University of Southern California
Doheny Memorial Library, 2nd floor, South wing
3550 Trousdale Parkway
Los Angeles, CA 90089-0189


USC Libraries Hours


Information for first time users

Searching for Rare Books

To learn more about searching for Rare Books in Special Collections, please visit the Reading Early Printed Books guide.

USC Libraries hold many editions of early and rare texts. You may find them through a book search in Homer. However, to find the physical books housed in Special Collections, limiting a search to Special Collections will help you identify the books that we have.

Using the "Advanced Search" tab in in a USC Libraries search will help you get to books you need. Here are a few tips to help you limit your search:

By period:

Limit a search by a range of dates in the "Publication Date" box (eg. 1450-1520)
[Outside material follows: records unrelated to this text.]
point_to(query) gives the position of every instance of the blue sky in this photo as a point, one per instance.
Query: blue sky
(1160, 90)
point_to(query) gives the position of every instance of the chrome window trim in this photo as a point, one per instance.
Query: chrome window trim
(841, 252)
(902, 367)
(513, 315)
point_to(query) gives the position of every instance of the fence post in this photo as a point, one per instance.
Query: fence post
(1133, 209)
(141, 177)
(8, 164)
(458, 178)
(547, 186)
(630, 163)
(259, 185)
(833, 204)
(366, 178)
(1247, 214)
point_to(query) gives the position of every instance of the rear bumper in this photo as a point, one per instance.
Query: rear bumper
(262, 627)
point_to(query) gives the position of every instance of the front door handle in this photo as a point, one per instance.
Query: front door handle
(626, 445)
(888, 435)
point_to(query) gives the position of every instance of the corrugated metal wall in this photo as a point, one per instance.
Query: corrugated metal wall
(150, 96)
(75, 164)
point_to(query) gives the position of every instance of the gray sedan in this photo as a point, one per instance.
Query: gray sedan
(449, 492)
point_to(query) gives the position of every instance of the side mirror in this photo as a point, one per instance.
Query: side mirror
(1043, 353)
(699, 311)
Special bibliographic features:

Limit a search to books with illustrations in the “word or phrase” box (eg. “ill.” or “illus.") You can combine searches by using two "word or phrase" boxes and changing the "And" logic box to "Or"

By publisher:

Add the publisher’s name in “Any Field”

By subject:

Locate subject headings in the Library of Congress authority headings catalog:

Example of authorized heading: “Books of hours”

You can also search by RBMS thesauri terms.


Is your book rare?

Many factors come into play in determining whether a book is rare or not. A helpful resource is Your Old Books, which is available from the ACRL Rare Books and Manuscripts Section Website.

What are incunabula?

The Gutenberg Bible, printed in 1453, was the first work printed with movable type in the West.  All books printed after it, and before 1501, are called incunabula because they were published in the earliest years of printing before many modern conventions such as title pages and pagination had become standardized.

Below please find a pdf with a list of all the books printed during this period in our collections.

Book Collections

The G. Edward Cassady, M.D. and Margaret Elizabeth Cassady, R.N, Lewis Carroll Collection is a collection of nearly 3,000 rare books, manuscripts and realia created or inspired by beloved children’s literature author, mathematician and writer Charles Dodgson, better known by his penn name, Lewis Carroll. Most well known for his first children’s novels, Alice’s Adventures in Wonderland (1865) and Through the Looking-Glass and What Alice Found There (1872), Carroll was a nineteenth century, British polymath with works spanning many disciplines, including but not limited to geometry, early photography, politics, logic and puzzles.

In 2000, San Francisco pediatrician and USC Alumnus Dr. George Cassady donated the collection, which is named for his parents, to USC Libraries, along with $100,000 to create an Alice symposium with the Huntington Library in 2006. Dr. Cassady continues to add to the book collection, which includes first editions, translations, artist books and specially illustrated editions of the ‘Alice’ books and Carroll’s other works. Illustrated editions include work by famous artists like Salvador Dali, Barry Moser and Ralph Steadman. Stage adaptations, film versions, Victorian-era playing cards and pop-up books are also included in the collection, along with Letters, manuscripts and critical works on Lewis Carroll. The collection also includes the Wonderland Award Archive of student work. A portion of the Lewis Carroll Collection is housed in the Horton Reading Room, Room 208, Doheny Memorial Library.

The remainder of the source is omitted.